3. Find the Right Amount of Data to Start
Once the team had set up the neural net and starter bot, they needed to start training it (the Halite team keeps all the games ever played in cloud storage). They created a training function that takes a set of games and trains the bot with them. The function parses the game data, checks for bots worth imitating, develops winning strategies, then saves the output for the bot to play in the game.
It would have been too arduous to try to analyze every single historical game--9.6M by the end of the competition--so the team started with a pack of 1000.This number seemed adequate to begin with, because it was a large enough sample size to start to see patterns, but not so big as to be unwieldy.
4. Make Sure the Model Evaluates the Right Variables
As the team designed the neural network, they wanted to make certain it was exposed to a fair representation of the Halite game. Halite is played on a map, similar to a board in a board game, and these maps can come in a range of layouts. The developers made sure the neural net would not try to assume a specific map or number of planets, or over-value the specific layout fed to it if the layout were held constant in the training data. It was critical that the algorithm didn’t overfit to the training data, which is always a challenge when dealing with neural nets.
5. Evaluate an ML Bot’s Performance Compared to Nothing
One of the Halite team’s most interesting observations from having built the ML bot was that it could be difficult to know whether or not ML was helping the model get smarter. The team was very excited to see one of its earliest bots do reasonably well against the non-ML competitors, but when the developers replaced their neural network with another set of logic (in this case, random numbers), they found that the bot continued to do just as well with or without machine learning. This happened because the heuristics surrounding the neural network that translated its output into actions in the game were powerful enough that even the relatively bad outputs from the net would still work reasonably well. To use the autonomous car analogy, imagine a car with a cruise control system that stops if the car ahead stops. This system would do pretty well (for a while!) on a straight highway, even if the car had no other self-driving systems.
6. Compare Algorithms’ Performance with Each Other’s
This realization motivated a different evaluation metric for ML going forward: instead of simply comparing the ML to other bots on the board, the team also started comparing ML bots to each other, gauging the relative strengths of bots with different amounts of training (including none) to make sure that the ML was actually adding some value.
7. Catch Edge Cases
While running the ML bot against itself, the team noticed that every now and then (~1 out of 10 games) the bot with less training would win. This happened because of the randomness of the Halite map--certain situations led to strange behaviors. To make the test clearer, the developers decided to choose one specific map, in order to avoid the edge cases (at least while initiating bot training). You can see more about how they did ML-vs.-ML training here (the “compare” target).

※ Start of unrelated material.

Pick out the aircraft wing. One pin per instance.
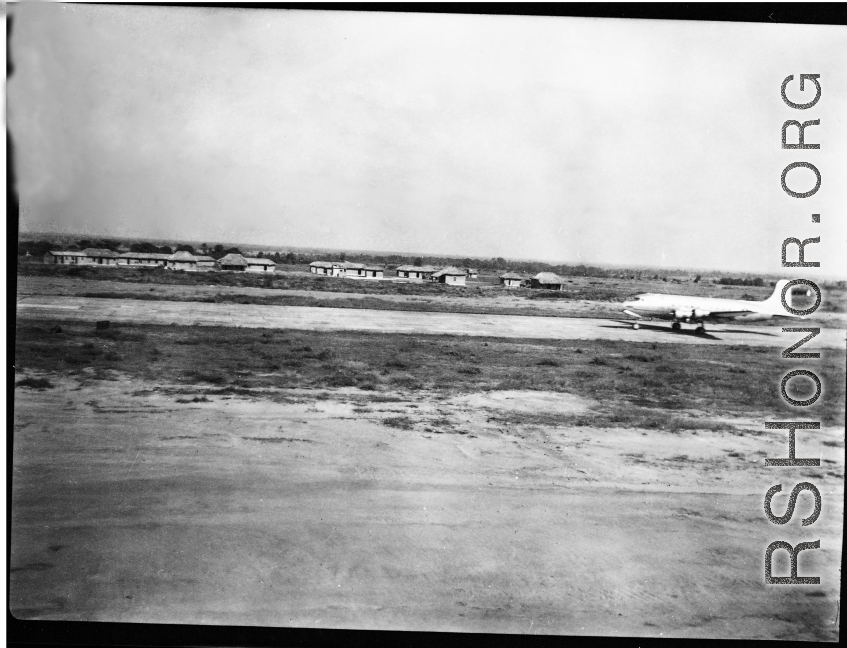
(728, 313)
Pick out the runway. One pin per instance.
(65, 308)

The Halite team is excited to see its starter bot in the top portion of the competition; as of this writing it is ranked 640 out of the 5800 players on the board. What’s even more exciting is to see that more than 100 different players are using ML in their bot strategies, and one player using ML has achieved 41st place. As players’ ML approaches become more sophisticated, their bots seem likely to become even more competitive in future versions of the game.